Labs and Lytes 009
Author: Anonymous
Reviewer: Chris Nickson
A 40 year-old man fell from a multi-story building. He sustained multiple traumatic injuries including a severe head injury. After 10 days in ICU he became increasingly tachypneic with a respiratory alkalosis, then was noted to have rhythmic right arm and facial jerking and developed a fixed, dilated right pupil. He was given treatment to lower his intra-cranial pressure, including hypertonic saline and a thiopentone infusion.
An urgent non-contrast CT head was performed; two axial slices are shown below:
Q1. What are the CT head findings?
- Diffuse cerebral oedema, with loss of grey-white matter differentiation
- Complete effacement of sulcal spaces, and partial effacement of the ventricles
- Relative hyperdensity of the basal cisterns and sulci, HU 35-40, in keeping with pseudo subarachnoid haemorrhage
- Uncal herniation effacing the basal cisterns
Q2. What is pseudo-subarachnoid haemorrhage?
This is a CT head finding seen in patients with severe cerebral oedema characterised by relative hyperdensity of the basal cisterns and sulci
Theoretically due to:
- Displacement of low attenuated CSF by increased pressure
- Distension of the superficial vasculature
- Oedema of the adjacent cortex
Following the CT head the patient was reassessed and his progress was discussed with his family. A procedure was then performed.
During the procedure the patient’s monitor showed the following:
Q3. What procedure is being performed?
An apnoea test as part of clinical brain death testing, as indicated by the continuous ETCO2 reading of zero
Brain death testing involves demonstration of:
- absence of responsiveness
- absence of brainstem reflexes
- apnoea
There is also an incidental finding of elevated CVP with a flat trace, which may be artifactual.
Q4. What are the preconditions for this procedure?
Preconditions:
- cause for coma consistent with brain death
- at least 4 hours of observation during which other preconditions must be met (GCS 3, pupil non-reactive, no cough, apnoea)
- neuro-imaging consistent with acute brain pathology that could cause brain death
- normothermia (T>35C)
- normotension (SBP>90 or MAP>60mmHg in an adult)
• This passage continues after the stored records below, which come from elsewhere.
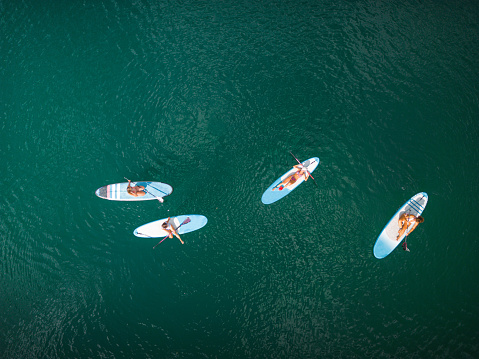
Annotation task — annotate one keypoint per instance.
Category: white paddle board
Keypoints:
(117, 191)
(387, 240)
(155, 230)
(273, 193)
- no sedation or analgesia (dependent on types of drugs used, renal and hepatic function; use antagonists if concerned)
- absence of severe electrolyte, metabolic and endocrine disturbances (glucose, Na+, PO43-, Mg2+, renal and hepatic function)
- no paralysis (use NMJ monitor or electromyography if concerned)
- ability to assess brain stem reflexes (at least one eye and ear)
- ability to perform apnoea test (doesn’t have severe hypoxic respiratory failure or have a high cervical spine injury)
Q5. How is the procedure performed?
Apnoea testing procedure
- Hyper-oxygenate for a period of 10min with 100% FiO2
- Ventilator is weaned (PEEP to 5, eucapnoea)
- Baseline ABG is taken
- If pt stable and SaO2>95% then patient can be disconnected from ventilator
- Oxygen is administered via a tracheal cannula (2L/min) or via CPAP (10cm H2O)
- Visual observation: 8-10min duration
- Repeat ABG prior to reconnection to the ventilator (expect rise of ~3 mmHg/min in PCO2 unless high O2 flow)
The test is deemed positive (consistent with brain death) if:
No respiratory response to:
- PaCO2 > 60mmHg (or an increase of 20mmHg)
- final arterial pH <7.3
References
- ANZICS Statement on Death and Organ Donation – 3.1 (2010)
- Radiopaedia.org — Diffuse axonal injury
- Radiopaedia.org — Pseudo-subarachnoid haemorrhage
- LITFL CCC — Brain Death
All case-based scenarios on INTENSIVE are fictional. They may include realistic non-identifiable clinical data and are derived from learning points taken from clinical practice. Clinical details are not those of any particular person; they are created to add educational value to the scenarios.